I'm writing a tool to parse Ada source file with the grammar provided in 2005 Annex P.

  1. With following piece of code, I know ["03C0"] stands for "greek letter Pi", but is it a legal variable name?

    01 package Ada.Numerics is
    02    Pi : constant := 3.14159_26535_89793_23846_26433_83279_50288_41971_69399_37511;
    03    ["03C0"] : constant := Pi;
    04    e : constant := 2.71828_18284_59045_23536_02874_71352_66249_77572_47093_69996;
    05 end Ada.Numerics;
    
  2. When using the grammar to parse line 03, I currently come to "basic_declaration". Which is the next rule? And next next rule? Next next next rule? Until ["03C0"] can be successfully parsed. Eventually, the question should be: Which rule parsed ["03C0"]?

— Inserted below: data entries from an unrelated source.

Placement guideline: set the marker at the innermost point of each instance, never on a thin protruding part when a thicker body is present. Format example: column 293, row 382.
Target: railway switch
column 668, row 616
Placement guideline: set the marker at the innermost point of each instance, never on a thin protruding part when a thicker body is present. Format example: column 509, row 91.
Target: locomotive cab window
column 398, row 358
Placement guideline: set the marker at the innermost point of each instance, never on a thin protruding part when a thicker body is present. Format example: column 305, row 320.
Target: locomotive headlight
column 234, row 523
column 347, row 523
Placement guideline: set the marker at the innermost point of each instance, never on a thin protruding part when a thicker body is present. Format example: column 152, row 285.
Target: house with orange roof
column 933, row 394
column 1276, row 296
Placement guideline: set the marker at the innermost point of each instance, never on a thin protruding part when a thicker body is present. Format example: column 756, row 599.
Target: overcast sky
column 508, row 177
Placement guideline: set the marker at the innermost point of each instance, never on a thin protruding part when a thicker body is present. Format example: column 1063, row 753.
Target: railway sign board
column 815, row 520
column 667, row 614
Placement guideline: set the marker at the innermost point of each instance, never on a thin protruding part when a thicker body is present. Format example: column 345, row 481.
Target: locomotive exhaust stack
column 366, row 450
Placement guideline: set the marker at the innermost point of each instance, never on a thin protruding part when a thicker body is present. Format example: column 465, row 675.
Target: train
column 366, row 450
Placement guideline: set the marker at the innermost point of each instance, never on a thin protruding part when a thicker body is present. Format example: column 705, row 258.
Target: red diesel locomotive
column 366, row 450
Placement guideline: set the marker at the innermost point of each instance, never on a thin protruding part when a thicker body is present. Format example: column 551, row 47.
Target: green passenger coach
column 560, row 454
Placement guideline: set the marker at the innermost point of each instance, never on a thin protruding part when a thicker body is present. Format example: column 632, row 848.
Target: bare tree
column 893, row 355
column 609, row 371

The Ada Reference Manual is at: http://www.adaic.org/resources/add_content/standards/05rm/RM-Final.pdf

Ada Reference Manual Page 702 in PDF, Page 676 at the right down corner of the page . Annex P / 3.1

    3.1
    basic_declaration ::=
        type_declaration | subtype_declaration
        | object_declaration | number_declaration
        | subprogram_declaration | abstract_subprogram_declaration
        | null_procedure_declaration | package_declaration
        | renaming_declaration | exception_declaration
        | generic_declaration | generic_instantiation

I've done further investigation based on oenone's answer.

  1. If I use ["03C0"] in the code, the character set does not need to be "UTF-8", which makes sense. When compile, I need "gnatmake -gnatWb Hello.adb".
  2. If I use p in the code, I must change the character set to "UTF-8", otherwise the GPS will not recognize this character and prompt a message. After I change it to UTF-8, I need to use "gnatmake -gnatW8 Hello.adb" to compile.
  3. I tried to change ["03C0"] to ["abcd"] and compile again, it will fail, saying "invalid wide character in identifier".
    I GUESS: If ["03C0"] is parsed by grammar only, ["abcd"] will also pass the grammar check. So from the fail result and message, I can say, GNAT works in this way: there is a pre-process before send source file to the grammar parser. The pre-process will evaluate the unicode value, check whether or not it is in the valid wide character set. If it is inside the valid wide character set, it will continue send to the grammar parser. Otherwise, fail.
1

1 Answers

4
votes

1: see A.5 The Numerics Package - the RM uses the correct unicode character. Your quote seems to be from the GNAT package. For this, see the GNAT Users Guide about how to tell GNAT which encoding it should use.

2: No rule from the ARM. It is an encoding question, which is done by the implementation (GNAT). ["03C0"] (with -gnatWb, which is default) is handled like π (with -gnatW8) or even Pi as valid identifier for a variable name (or in this case constant).